The deacetylase enzyme SIRT1 is not associated with oxidative capacity in rat heart and skeletal muscle and its overexpression reduces mitochondrial biogenesis

Deacetylation of PGC‐1α by SIRT1 is thought to be an important step in increasing PGC‐1α transcriptional activity, since in muscle cell lines SIRT1 induces PGC‐1α protein expression and mitochondrial biogenesis. We examined the relationship between SIRT1 protein and activity, PGC‐1α and markers of mitochondrial density, (a) across a range of metabolically heterogeneous skeletal muscles and the heart, and when mitochondrial biogenesis was stimulated by (b) chronic muscle stimulation (7 days) and (c) AICAR administration (5 days), and finally, (d) we also examined the effects of SIRT1 overexpression on mitochondrial biogenesis and PGC‐1α. SIRT1 protein and activity were correlated (r= 0.97). There were negative correlations between SIRT1 protein and PGC‐1α (r=−0.95), COX IV (r=−0.94) and citrate synthase (r=−0.97). Chronic muscle stimulation and AICAR upregulated PGC‐1α protein (22–159%) and oxidative capacity (COX IV, 20–69%); in each instance SIRT1 protein was downregulated by 20–40%, while SIRT1 intrinsic activity was increased. SIRT1 overexpression in rodent muscle increased SIRT1 protein (+240%) and doubled SIRT1 activity, but PGC‐1α (−25%), mtTFA (−14%) and COX IV (−10%) proteins were downregulated. Taken altogether these experiments are not consistent with the notion that SIRT1 protein plays an obligatory regulatory role in the process of PGC‐1α‐mediated mitochondrial biogenesis in mammalian muscle.

Negligible direct lactate oxidation in subsarcolemmal and intermyofibrillar mitochondria obtained from red and white rat skeletal muscle

We examined the controversial notion of whether lactate is directly oxidized by subsarcolemmal (SS) and intermyofibrillar (IMF) mitochondria obtained from red and white rat skeletal muscle.

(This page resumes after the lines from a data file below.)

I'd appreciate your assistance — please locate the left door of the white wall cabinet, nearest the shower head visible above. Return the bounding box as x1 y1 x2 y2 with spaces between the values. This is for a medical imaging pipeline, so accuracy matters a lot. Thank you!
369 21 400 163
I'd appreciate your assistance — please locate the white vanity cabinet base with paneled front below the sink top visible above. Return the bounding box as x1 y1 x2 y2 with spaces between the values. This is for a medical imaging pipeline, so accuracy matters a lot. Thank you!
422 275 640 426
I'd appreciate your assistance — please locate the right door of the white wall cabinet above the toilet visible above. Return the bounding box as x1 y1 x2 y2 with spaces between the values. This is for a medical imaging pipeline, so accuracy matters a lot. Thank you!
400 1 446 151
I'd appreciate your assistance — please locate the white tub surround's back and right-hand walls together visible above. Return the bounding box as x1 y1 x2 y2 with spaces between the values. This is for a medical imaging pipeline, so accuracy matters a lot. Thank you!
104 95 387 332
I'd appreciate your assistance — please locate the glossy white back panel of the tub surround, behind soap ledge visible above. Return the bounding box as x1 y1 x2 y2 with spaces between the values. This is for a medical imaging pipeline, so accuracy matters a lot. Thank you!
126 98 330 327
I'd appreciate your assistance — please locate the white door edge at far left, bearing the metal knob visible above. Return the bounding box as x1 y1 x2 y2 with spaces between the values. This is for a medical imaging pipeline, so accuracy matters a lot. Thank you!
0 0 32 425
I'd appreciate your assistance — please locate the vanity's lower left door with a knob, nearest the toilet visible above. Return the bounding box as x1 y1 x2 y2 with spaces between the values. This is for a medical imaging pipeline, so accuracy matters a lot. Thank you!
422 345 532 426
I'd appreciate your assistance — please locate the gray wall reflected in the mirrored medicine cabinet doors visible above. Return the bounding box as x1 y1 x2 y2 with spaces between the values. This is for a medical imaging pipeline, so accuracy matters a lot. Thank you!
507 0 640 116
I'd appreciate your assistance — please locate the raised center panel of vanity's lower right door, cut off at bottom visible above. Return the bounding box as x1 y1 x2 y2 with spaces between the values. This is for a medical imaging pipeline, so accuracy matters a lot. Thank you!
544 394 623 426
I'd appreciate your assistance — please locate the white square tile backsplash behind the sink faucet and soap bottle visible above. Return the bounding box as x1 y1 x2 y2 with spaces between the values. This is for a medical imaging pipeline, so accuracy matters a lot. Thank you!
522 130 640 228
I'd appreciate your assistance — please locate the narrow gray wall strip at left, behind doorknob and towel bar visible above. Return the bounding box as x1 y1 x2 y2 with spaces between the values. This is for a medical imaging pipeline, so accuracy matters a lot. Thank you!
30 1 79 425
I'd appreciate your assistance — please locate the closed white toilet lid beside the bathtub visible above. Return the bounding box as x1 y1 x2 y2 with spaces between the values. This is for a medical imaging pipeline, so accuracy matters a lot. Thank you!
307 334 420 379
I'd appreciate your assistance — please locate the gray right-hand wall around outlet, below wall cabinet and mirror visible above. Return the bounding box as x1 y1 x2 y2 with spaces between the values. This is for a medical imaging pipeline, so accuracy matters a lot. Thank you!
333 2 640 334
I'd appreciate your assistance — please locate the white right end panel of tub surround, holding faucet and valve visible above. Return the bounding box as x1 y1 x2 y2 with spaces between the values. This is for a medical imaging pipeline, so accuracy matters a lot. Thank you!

Respiratory control ratios were normal in SS and IMF mitochondria. At all concentrations (0.18–10 mm), and in all mitochondria, pyruvate oxidation greatly exceeded lactate oxidation, by 31‐ to 186‐fold. Pyruvate and lactate oxidation were inhibited by α‐cyano‐4‐hydroxycinnamate, while lactate oxidation was inhibited by oxamate. Excess pyruvate (10 mm) inhibited the oxidation of palmitate (1.8 mm) as well as lactate (1.8 mm). In contrast, excess lactate (10 mm) failed to inhibit the oxidation of either palmitate (1.8 mm) or pyruvate (1.8 mm). The cell‐permeant adenosine analogue, AICAR, increased pyruvate oxidation; in contrast, lactate oxidation was not altered. The monocarboxylate transporters MCT1 and 4 were present on SS mitochondria, but not on IMF mitochondria, whereas, MCT2, a high‐affinity pyruvate transporter, was present in both SS and IMF mitochondria. The lactate dehydrogenase (LDH) activity associated with SS and IMF mitochondria was 200‐ to 240‐fold lower than in whole muscle. Addition of LDH increased the rate of lactate oxidation, but not pyruvate oxidation, in a dose‐dependent manner, such that lactate oxidation approached the rates of pyruvate oxidation. Collectively, these studies indicate that direct mitochondrial oxidation of lactate (i.e. an intracellular lactate shuttle) does not occur within the matrix in either IMF or SS mitochondria obtained from red or white rat skeletal muscle, because of the very limited quantity of LDH within mitochondria.